The Mulberry Tree is situated in three acres of land in the Kentish countryside and proprietor Karen Williams says its rural location has its drawbacks. "We are too far from the exchange to have broadband, which is a huge hindrance for the business," she explains.
As a result the restaurant has no online presence on social networking sites such as Twitter or Facebook.
"I have tried writing to the chairman of BT and our local MP in an effort to change the broadband situation, but to no avail. I really cannot stress how prohibitive and frustrating the lack of broadband is to our business and the negative effect it has."
However, the Mulberry Tree's website has proved a big success and has generated a lot of business. The website, which is mainly picture-led and updated on a regular basis, includes sample menus and links to the restaurant's suppliers as well as an awards page that lists recent accolades and press coverage. "We also added the facility for people to join our database by clicking on a link, which has proved popular, and we have received lots of requests since its inception," Williams adds.
The restaurant uses Sage for both its accounting and payroll systems. "I looked at outsourcing payroll, but the costs of this were prohibitive at this stage in the business development," she says.
"We do not have a computerised order or till system but because we are relatively small and family-run, there is currently no need for this. Regular stocktakes ensure there is nothing untoward going on with stock levels."
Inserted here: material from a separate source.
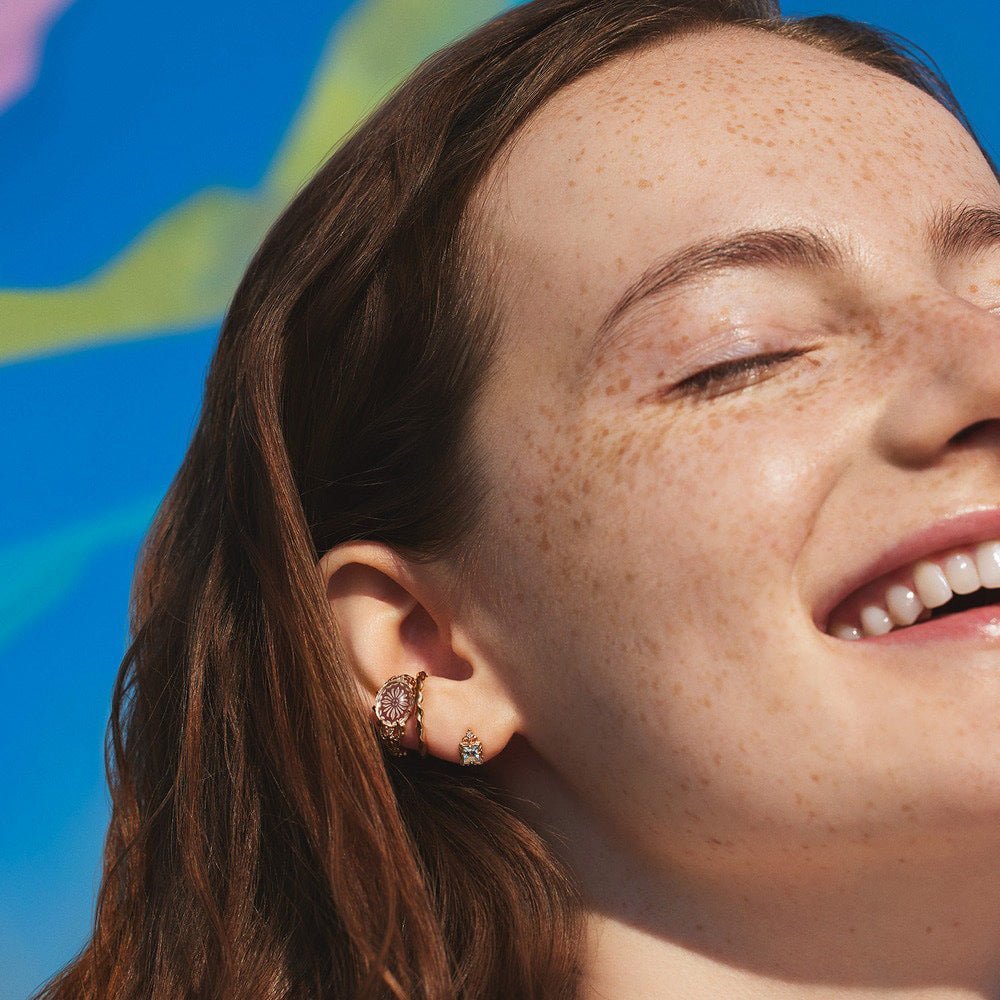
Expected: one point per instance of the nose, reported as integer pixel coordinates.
(948, 393)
Mentor Roy Ackerman empathises with Williams's broadband problem. "It seems Karen has done all she can to deal with the issue of her lack of broadband," he says.
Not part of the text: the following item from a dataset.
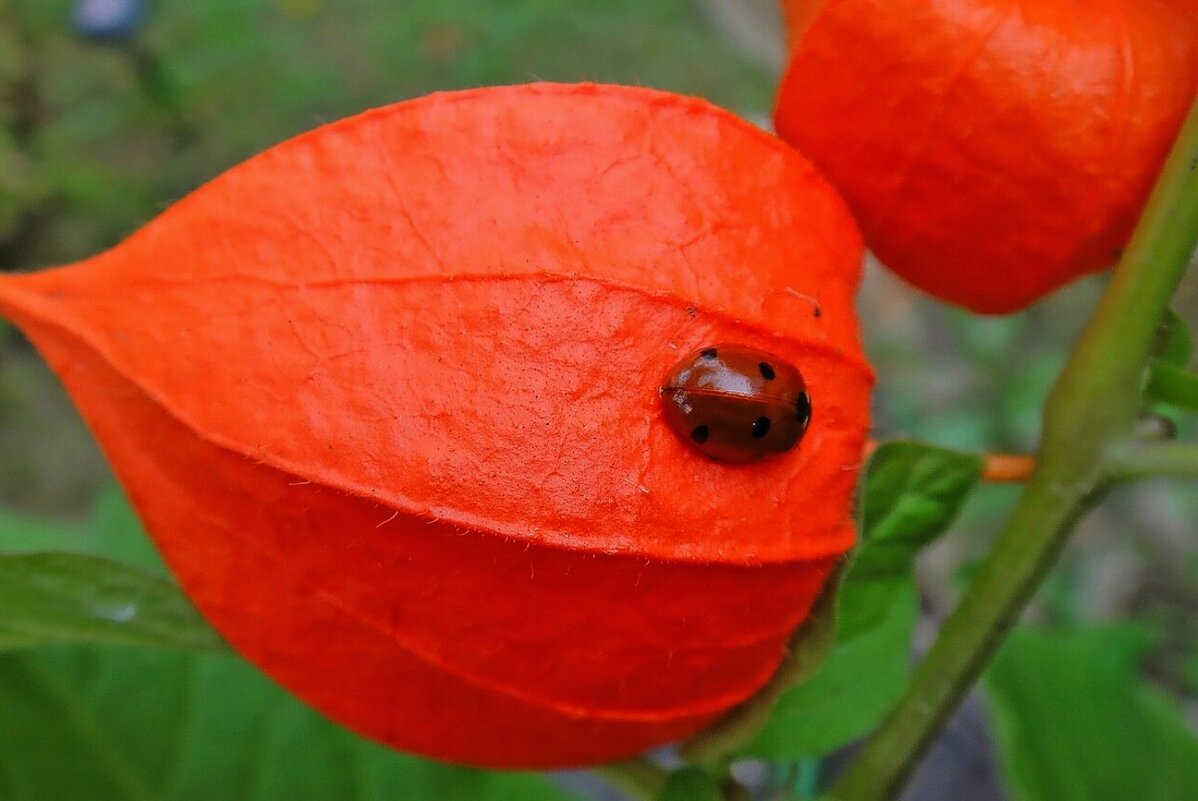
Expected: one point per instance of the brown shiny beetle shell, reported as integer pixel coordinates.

"While I am no expert on this subject, there are designated experts who may be able to help Karen with this issue. I suggest she contacts the Restaurant Association for assistance, which has recommended experts covering subjects such as this."
Ackerman praises the Mulberry Tree's website, saying it's very well designed. "Karen has clearly thought about her target audience with great depth and has designed the website accordingly," he says.
"It's great that she is linking to press coverage and the accolades the restaurant has won - you can never shout enough about your awards and achievements. While it might seem old news to Karen, it's new news to those visiting the website for the first time and highlighting achievements will certainly encourage people to book," Ackerman says.
Hermitage Lane, Boughton Monchelsea, Kent ME17 4DA
The Mulberry Tree was earlier this year named the regional winner for the South East by The Good Food Guide. It has been listed in the 2010 edition of the guide, which was published earlier this month, with a score of four out of 10. "We have already taken a couple of bookings as a result of this so it can only have a positive effect on business," says proprietor Karen Williams.
She has compiled a calendar of special events and will be hosting themed evenings once a month to boost the restaurant's cash-flow.
"We had our first music evening last month with a classical duo playing violin and piano," Williams explains. "This month we will host a ‘Rat Pack'-style jazz evening and next month we'll be putting on a wine-tasting evening organised by our wine supplier Bibendum.
"In November we will hold another of our gourmet evenings, which have been really popular with our regular guests," she comments.
All events are promoted via the restaurant's database and cards on tables.
The Mulberry Tree also hosted its first big wedding last month, which was held on a Sunday late afternoon and evening, when the restaurant is normally closed. A second wedding with exclusive use of the restaurant and garden took place at the beginning of September.